Hart fits seamlessly; I’m expecting the Holiday-Hart-Williamson lineups to be among the team’s best next season.
The Pelicans play in the West, which is overall is brutal, but they also play in the Southwest Division, which isn’t. Memphis is rebuilding, the Mavericks are rebuilding, and the Spurs should be improved with Dejounte Murray back, but aren’t expected to make any big moves this summer. It’s really just the Rockets as a super-power.
There are two key elements here related to LeBron. James’ contract is up in the summer of 2022.
If the Lakers sign another max superstar and get Davis on a full max deal next summer, that carries him through 2025. Conceivably the Lakers could transition from the Lebron Era to the Davis Era without missing a beat and maintain their picks in the high 20’s until they’ve conveyed all four pick opportunities (the three firsts and the swap in 2023).
There’s also clearly the possibility LeBron plays until he’s 40 and re-signs with the Lakers in doing so after this deal is up.
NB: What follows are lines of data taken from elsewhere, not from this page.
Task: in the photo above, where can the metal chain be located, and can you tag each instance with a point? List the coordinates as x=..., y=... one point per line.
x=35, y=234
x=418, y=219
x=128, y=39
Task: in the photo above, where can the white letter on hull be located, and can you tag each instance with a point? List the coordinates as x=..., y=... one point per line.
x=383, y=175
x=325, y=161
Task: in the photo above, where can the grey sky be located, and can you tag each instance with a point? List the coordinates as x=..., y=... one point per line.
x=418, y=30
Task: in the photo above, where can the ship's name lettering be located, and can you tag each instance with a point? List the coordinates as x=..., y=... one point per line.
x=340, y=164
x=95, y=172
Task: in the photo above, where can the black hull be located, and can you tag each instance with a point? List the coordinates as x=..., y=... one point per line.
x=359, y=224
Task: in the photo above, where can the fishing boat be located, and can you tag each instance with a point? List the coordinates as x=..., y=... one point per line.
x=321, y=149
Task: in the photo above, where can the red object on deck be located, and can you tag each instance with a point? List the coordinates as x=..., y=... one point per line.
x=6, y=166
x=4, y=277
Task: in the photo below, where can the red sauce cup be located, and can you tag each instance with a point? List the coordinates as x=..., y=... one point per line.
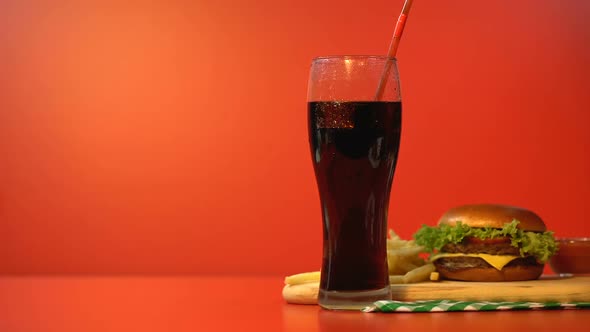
x=573, y=256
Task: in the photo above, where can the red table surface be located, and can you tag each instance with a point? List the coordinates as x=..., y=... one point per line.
x=211, y=303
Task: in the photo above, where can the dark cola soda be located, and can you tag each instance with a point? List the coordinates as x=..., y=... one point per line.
x=354, y=148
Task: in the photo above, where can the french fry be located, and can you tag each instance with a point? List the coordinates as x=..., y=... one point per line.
x=434, y=276
x=420, y=274
x=302, y=278
x=396, y=279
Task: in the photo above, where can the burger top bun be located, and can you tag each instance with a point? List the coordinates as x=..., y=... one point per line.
x=493, y=215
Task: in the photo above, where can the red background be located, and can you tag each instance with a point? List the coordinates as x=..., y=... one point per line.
x=170, y=136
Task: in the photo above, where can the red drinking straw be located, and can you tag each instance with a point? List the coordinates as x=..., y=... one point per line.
x=397, y=36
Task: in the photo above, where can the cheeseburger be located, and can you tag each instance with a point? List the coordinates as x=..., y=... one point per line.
x=488, y=242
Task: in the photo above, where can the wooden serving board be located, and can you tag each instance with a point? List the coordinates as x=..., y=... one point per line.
x=559, y=289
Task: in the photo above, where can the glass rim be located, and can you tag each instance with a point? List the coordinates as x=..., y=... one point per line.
x=353, y=56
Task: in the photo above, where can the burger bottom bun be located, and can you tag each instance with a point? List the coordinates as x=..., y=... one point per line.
x=508, y=273
x=306, y=293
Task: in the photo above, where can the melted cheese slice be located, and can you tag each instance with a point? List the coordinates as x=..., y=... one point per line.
x=497, y=261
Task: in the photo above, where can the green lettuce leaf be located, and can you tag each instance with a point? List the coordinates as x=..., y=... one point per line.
x=540, y=245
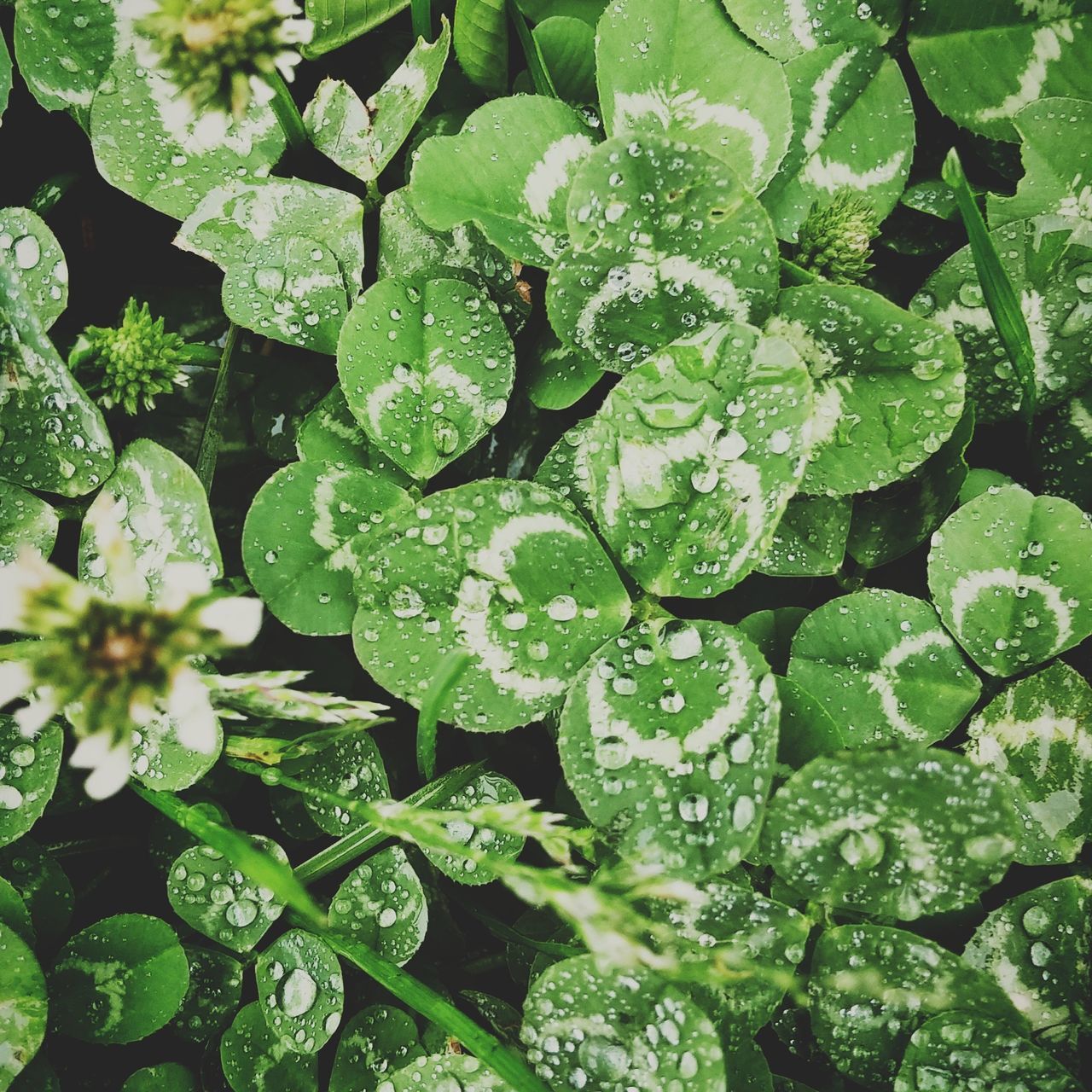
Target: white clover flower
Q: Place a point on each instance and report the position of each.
(112, 663)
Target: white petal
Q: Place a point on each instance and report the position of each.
(90, 752)
(15, 679)
(182, 582)
(123, 577)
(109, 764)
(191, 711)
(236, 619)
(33, 717)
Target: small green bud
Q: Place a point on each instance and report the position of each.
(129, 365)
(835, 239)
(218, 53)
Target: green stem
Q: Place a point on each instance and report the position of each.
(793, 274)
(537, 67)
(288, 113)
(432, 1006)
(445, 677)
(353, 846)
(421, 11)
(997, 289)
(214, 420)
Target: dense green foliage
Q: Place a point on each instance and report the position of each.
(574, 570)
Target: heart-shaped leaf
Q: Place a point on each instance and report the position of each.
(426, 366)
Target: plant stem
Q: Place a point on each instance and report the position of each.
(483, 1044)
(353, 846)
(537, 67)
(214, 420)
(445, 677)
(421, 11)
(288, 113)
(997, 288)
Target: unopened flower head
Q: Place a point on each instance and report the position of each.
(129, 365)
(221, 53)
(113, 662)
(835, 241)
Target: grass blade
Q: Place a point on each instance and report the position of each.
(483, 1044)
(996, 288)
(238, 847)
(214, 420)
(447, 676)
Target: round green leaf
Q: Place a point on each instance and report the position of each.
(853, 129)
(763, 938)
(873, 986)
(1011, 576)
(330, 433)
(256, 1060)
(297, 541)
(426, 367)
(351, 767)
(170, 1077)
(484, 790)
(788, 30)
(1052, 273)
(514, 190)
(23, 1006)
(14, 912)
(163, 763)
(682, 68)
(806, 729)
(1037, 735)
(706, 252)
(288, 288)
(54, 436)
(900, 834)
(374, 1043)
(982, 63)
(612, 1031)
(163, 510)
(568, 49)
(214, 897)
(28, 770)
(1065, 450)
(119, 979)
(300, 990)
(363, 137)
(558, 375)
(26, 521)
(810, 541)
(63, 51)
(502, 569)
(241, 214)
(669, 738)
(408, 246)
(382, 904)
(212, 997)
(1037, 948)
(889, 386)
(962, 1051)
(147, 148)
(43, 887)
(32, 250)
(447, 1072)
(1057, 168)
(889, 523)
(884, 667)
(693, 457)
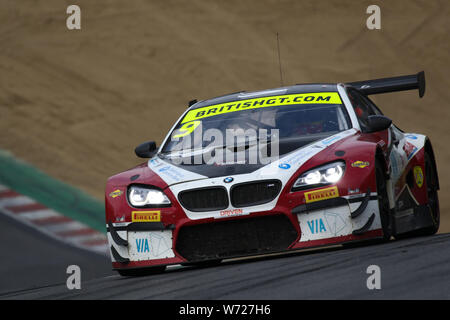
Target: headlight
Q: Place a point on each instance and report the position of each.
(141, 197)
(327, 174)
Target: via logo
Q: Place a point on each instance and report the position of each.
(142, 245)
(284, 166)
(316, 226)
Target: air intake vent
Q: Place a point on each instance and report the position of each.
(204, 199)
(254, 193)
(233, 238)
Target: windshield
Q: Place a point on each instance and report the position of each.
(286, 118)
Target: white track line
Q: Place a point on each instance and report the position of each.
(29, 217)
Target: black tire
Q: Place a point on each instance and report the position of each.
(203, 264)
(431, 179)
(383, 200)
(141, 272)
(433, 202)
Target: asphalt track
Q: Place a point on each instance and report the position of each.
(33, 267)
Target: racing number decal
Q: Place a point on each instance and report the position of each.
(187, 128)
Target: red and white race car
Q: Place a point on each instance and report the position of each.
(259, 172)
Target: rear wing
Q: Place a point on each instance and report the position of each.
(402, 83)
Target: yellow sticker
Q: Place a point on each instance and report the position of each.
(322, 194)
(418, 175)
(146, 216)
(116, 193)
(284, 100)
(360, 164)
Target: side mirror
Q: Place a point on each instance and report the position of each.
(378, 123)
(146, 149)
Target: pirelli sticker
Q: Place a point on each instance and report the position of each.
(322, 194)
(255, 103)
(145, 216)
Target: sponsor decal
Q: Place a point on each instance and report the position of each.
(418, 175)
(316, 226)
(284, 166)
(360, 164)
(116, 193)
(330, 140)
(232, 212)
(120, 219)
(142, 245)
(146, 216)
(322, 194)
(409, 149)
(283, 100)
(171, 172)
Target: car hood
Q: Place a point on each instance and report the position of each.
(281, 169)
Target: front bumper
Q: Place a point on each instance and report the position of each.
(338, 220)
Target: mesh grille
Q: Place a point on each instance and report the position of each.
(254, 193)
(207, 199)
(238, 237)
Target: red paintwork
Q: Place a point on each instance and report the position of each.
(360, 147)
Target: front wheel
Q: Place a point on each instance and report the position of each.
(383, 201)
(433, 202)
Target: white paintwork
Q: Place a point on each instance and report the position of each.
(159, 245)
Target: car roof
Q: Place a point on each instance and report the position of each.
(242, 95)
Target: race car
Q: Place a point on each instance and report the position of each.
(252, 173)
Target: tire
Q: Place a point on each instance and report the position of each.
(141, 272)
(383, 201)
(203, 264)
(433, 202)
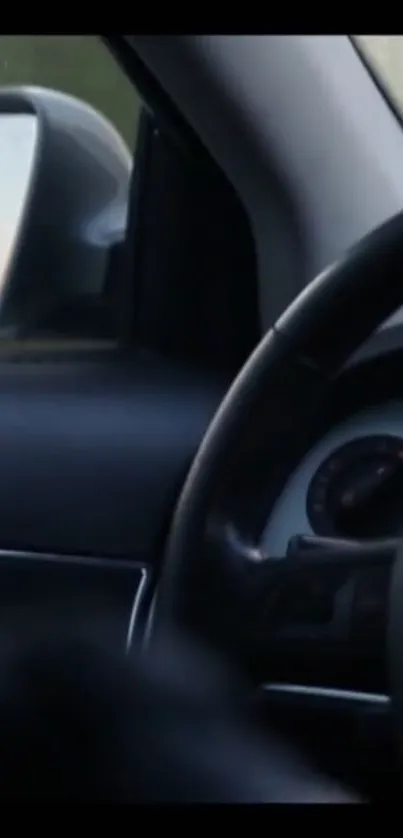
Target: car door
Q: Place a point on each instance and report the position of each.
(101, 415)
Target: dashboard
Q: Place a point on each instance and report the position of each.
(349, 485)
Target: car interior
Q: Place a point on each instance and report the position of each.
(201, 341)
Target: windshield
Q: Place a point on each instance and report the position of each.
(384, 54)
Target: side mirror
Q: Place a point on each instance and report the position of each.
(64, 183)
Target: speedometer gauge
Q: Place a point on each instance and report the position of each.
(357, 492)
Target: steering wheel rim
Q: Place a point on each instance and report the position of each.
(285, 377)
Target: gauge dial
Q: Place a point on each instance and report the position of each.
(358, 491)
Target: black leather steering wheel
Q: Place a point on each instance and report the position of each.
(213, 573)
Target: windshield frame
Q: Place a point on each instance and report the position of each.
(381, 85)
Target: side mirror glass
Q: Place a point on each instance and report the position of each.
(64, 175)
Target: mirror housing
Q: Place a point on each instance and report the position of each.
(65, 174)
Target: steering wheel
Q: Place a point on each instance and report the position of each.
(214, 580)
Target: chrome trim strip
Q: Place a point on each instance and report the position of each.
(328, 693)
(136, 607)
(93, 561)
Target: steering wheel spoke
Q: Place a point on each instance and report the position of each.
(323, 619)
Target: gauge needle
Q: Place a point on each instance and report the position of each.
(368, 489)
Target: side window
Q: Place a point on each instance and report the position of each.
(83, 67)
(385, 55)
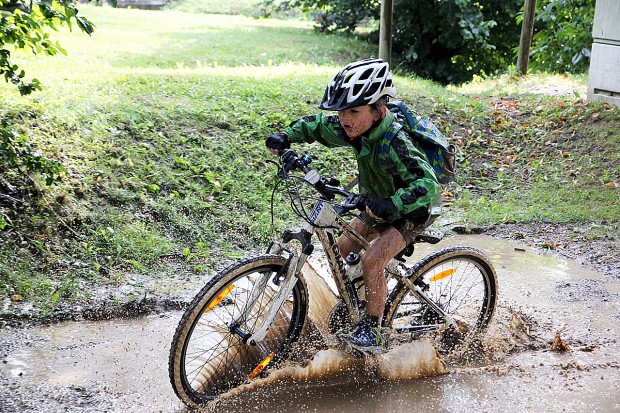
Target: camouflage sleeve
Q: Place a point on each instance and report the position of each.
(421, 188)
(321, 128)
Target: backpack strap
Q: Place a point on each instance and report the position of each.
(386, 141)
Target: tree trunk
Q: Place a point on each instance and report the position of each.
(527, 31)
(385, 31)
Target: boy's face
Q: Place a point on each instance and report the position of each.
(356, 121)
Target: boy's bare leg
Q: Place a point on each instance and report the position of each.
(374, 260)
(389, 243)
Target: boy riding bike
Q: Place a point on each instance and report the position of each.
(401, 189)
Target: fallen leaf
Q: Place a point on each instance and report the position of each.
(558, 344)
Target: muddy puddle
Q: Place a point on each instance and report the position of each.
(553, 346)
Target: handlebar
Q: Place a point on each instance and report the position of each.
(328, 188)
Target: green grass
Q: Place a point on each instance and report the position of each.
(160, 119)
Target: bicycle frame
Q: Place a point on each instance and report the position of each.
(324, 222)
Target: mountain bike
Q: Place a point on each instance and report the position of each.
(246, 319)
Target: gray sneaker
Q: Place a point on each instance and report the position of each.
(365, 338)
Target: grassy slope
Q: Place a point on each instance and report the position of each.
(160, 119)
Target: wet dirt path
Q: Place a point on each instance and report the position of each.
(121, 365)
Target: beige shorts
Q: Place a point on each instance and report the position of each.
(408, 229)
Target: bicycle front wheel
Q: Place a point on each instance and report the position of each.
(208, 357)
(461, 282)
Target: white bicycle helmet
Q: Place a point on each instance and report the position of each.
(358, 84)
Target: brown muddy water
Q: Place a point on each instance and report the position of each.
(552, 347)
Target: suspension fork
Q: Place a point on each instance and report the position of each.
(286, 282)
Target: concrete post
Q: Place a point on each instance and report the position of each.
(604, 79)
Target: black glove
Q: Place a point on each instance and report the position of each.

However, if Davis signs a 2 + 1 next summer, having an opt-out when LeBron’s deal is up, this could be a short-term arrangement. If the Lakers win a title or titles and go their separate ways, or if the grand experiment doesn’t work (like many super teams before), then those picks all of a sudden become incredibly valuable.
This is the big key, and it’s related to the final pick. The Pelicans put a protection on the pick that says they have the right to defer from the 2024 first-rounder to 2025. If the Lakers are dominant through 2024, but Davis (and the potential max cohort) depart in 2024 (using an opt-out in the final year of Davis’ five-year max next summer), then that 2025 pick is suddenly pure gold. That may become the most valuable of the deal.
There’s also the trade value of these picks. You can package together any combination of the Pelicans’ future picks and their assets to get upgrades, as the Zion era progresses.
That’s key in all this: Zion. Without the Pelicans’ winning the lottery, this deal looks much worse even if it’s in the end fair value. The Pelicans’ future is terrible without the lottery win. Everything about this deal looks better through the lens of “putting top-level talent around Zion Williamson.”
But they did win the lottery, they do have their guy, and this deal sets them up to build short and long-term around him over the next decade. They’ll be reaping the benefits of this trade for seven years at least. Not bad, given their compromised leverage, and a good sign for giving them the most options.
That was the crucial mistake Dell Demps did in pursuing an aggressive approach in building around Davis: he couldn’t give himself outs if those moves didn’t pan out. Griffin can take swings big and small, with outs to help if he misses.
Buy Pelicans stock, short and long-term.